@inbrowser/model

v0.4.1

Published

5 days ago

The model layer for the inbrowser stack: it OWNS the shared ModelClient contract that @inbrowser/relay (transport) and @inbrowser/agent (runtime) both consume, the cloud provider factories (Gemini, OpenRouter, Requesty, Anthropic, Ollama, Claude-CLI, Clau

0High
0Medium
0Low

_davideast

@inbrowser/model

The model layer for the stack. It owns the one model-call contract — ModelClient — plus the cloud providers that implement it and the on-device LLM engine. @inbrowser/relay (transport) and @inbrowser/agent (runtime) both consume a ModelClient, so this is the single shared definition of "an LLM" for everything downstream.

Two halves, one package:

The contract + cloud providers. @inbrowser/model defines ModelClient / ModelRequest / ModelEvent. The cloud providers (geminiModelClient, openrouterModelClient, requestyModelClient, anthropicModelClient, openaiCompatModelClient, ollamaModelClient, llamaServerModelClient, claudeCliModelClient, claudeCodeModelClient) are factories that each return a ModelClient. withRetry decorates one.
The on-device engine. createEngine loads ONNX models in the browser via @huggingface/transformers + ONNX Runtime Web (WebGPU / WASM) and exposes them behind a narrow Engine surface that streams EngineEvents.

Status. Contract + cloud providers are the live integration path: relay and agent both consume a ModelClient. createEngine loads a model through @huggingface/transformers and generate() streams real tokens (the end-to-end load path runs in examples/local-llm-poc, headless-verified). The engine is now a ModelClient too, via createEngineModelClient (root), which widens the engine's EngineEvent stream to the contract's ModelEvent. The old @inbrowser/model/relay and @inbrowser/model/agent adapter subpaths have been removed. Known gaps: GenerateOpts.stop sequences are accepted but not yet enforced, and the site's in-browser docs-chat path that drives a local engine through the agent is still forthcoming (the adapter exists; the site toggle does not).

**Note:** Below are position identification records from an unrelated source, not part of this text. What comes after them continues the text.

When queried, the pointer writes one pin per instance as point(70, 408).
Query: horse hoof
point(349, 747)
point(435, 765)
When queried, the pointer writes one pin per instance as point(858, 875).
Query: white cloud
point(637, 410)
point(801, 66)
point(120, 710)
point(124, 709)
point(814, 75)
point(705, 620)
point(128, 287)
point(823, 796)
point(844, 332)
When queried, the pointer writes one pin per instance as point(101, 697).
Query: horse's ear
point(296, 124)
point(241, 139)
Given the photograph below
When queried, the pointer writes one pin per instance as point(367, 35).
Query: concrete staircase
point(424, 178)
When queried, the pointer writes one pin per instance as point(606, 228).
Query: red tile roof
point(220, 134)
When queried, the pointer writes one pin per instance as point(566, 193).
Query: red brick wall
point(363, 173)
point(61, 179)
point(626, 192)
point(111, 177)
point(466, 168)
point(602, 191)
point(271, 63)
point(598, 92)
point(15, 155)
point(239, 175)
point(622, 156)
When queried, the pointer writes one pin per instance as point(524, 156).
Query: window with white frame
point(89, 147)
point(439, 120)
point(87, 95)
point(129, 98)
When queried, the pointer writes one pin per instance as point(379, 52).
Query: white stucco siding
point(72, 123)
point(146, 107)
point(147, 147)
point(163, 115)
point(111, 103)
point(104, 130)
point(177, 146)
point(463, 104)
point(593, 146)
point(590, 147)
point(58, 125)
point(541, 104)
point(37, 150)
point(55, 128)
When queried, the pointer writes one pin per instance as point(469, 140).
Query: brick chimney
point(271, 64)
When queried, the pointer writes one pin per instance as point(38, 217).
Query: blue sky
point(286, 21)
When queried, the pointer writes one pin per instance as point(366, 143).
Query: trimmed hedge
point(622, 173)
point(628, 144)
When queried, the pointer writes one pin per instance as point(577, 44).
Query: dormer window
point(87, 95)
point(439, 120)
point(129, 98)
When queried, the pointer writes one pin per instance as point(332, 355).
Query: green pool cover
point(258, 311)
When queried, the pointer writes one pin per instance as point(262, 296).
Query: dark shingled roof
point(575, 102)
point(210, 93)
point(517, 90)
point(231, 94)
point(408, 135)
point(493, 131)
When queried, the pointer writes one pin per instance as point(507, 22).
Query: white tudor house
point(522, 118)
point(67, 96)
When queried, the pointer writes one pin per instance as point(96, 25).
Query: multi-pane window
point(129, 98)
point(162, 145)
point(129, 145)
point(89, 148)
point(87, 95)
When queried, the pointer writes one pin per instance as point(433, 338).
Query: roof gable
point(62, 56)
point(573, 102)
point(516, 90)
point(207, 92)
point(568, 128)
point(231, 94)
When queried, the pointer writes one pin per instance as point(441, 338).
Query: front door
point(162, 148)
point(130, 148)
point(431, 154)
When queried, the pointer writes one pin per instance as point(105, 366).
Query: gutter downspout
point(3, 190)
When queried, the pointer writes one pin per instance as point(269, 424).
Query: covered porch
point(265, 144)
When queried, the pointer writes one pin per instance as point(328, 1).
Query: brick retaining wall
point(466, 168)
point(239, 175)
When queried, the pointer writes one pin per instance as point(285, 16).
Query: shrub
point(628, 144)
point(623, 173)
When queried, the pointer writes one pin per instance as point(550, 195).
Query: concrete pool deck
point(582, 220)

A cloud model as a `ModelClient`

import { geminiModelClient } from '@inbrowser/model';

const client = geminiModelClient({ apiKey: process.env.GEMINI_KEY, model: 'gemini-3.5-flash' });

for await (const evt of client.chat(
  {
    messages: [{ role: 'user', text: 'Explain WebGPU in one paragraph.' }],
    tools: [],
    toolUseEnabled: false,
  },
  new AbortController().signal,
)) {
  if (evt.kind === 'text') process.stdout.write(evt.text);
  else if (evt.kind === 'usage') console.error(evt.usage);
}

The turn ends when the iterable returns; a usage event (or a terminal error event) is the last thing emitted. There is no turn_complete event.

A local OpenAI-compatible server

Ollama, llama.cpp's llama-server, vLLM, LM Studio, LocalAI, and friends all expose the same OpenAI POST /v1/chat/completions wire shape. One generic factory talks to any of them; two named presets carry the right defaults for the common local servers:

import {
  openaiCompatModelClient, // any OAI server — set baseUrl (or endpoint)
  ollamaModelClient,       // preset: defaults to http://localhost:11434, no auth
  llamaServerModelClient,  // preset: defaults to http://localhost:8080
} from '@inbrowser/model';

// Generic: point at any OAI-compatible server. `apiKey` becomes a Bearer token.
const vllm = openaiCompatModelClient({ baseUrl: 'http://gpu.local:8000', model: 'qwen2.5' });

// llama.cpp llama-server. `--api-key` is optional; pass it as `apiKey`.
const llama = llamaServerModelClient({ model: 'qwen2.5-coder', apiKey: process.env.LLAMA_KEY });

Tool calling on llama-server needs --jinja. The server only honors the OpenAI tools array when launched with --jinja (so it applies a tool-aware chat template); without it, tool calls never stream back. Auth is off unless you start it with --api-key KEY.

The presets delegate to openaiCompatModelClient; reach for the generic factory directly for any server without a named preset.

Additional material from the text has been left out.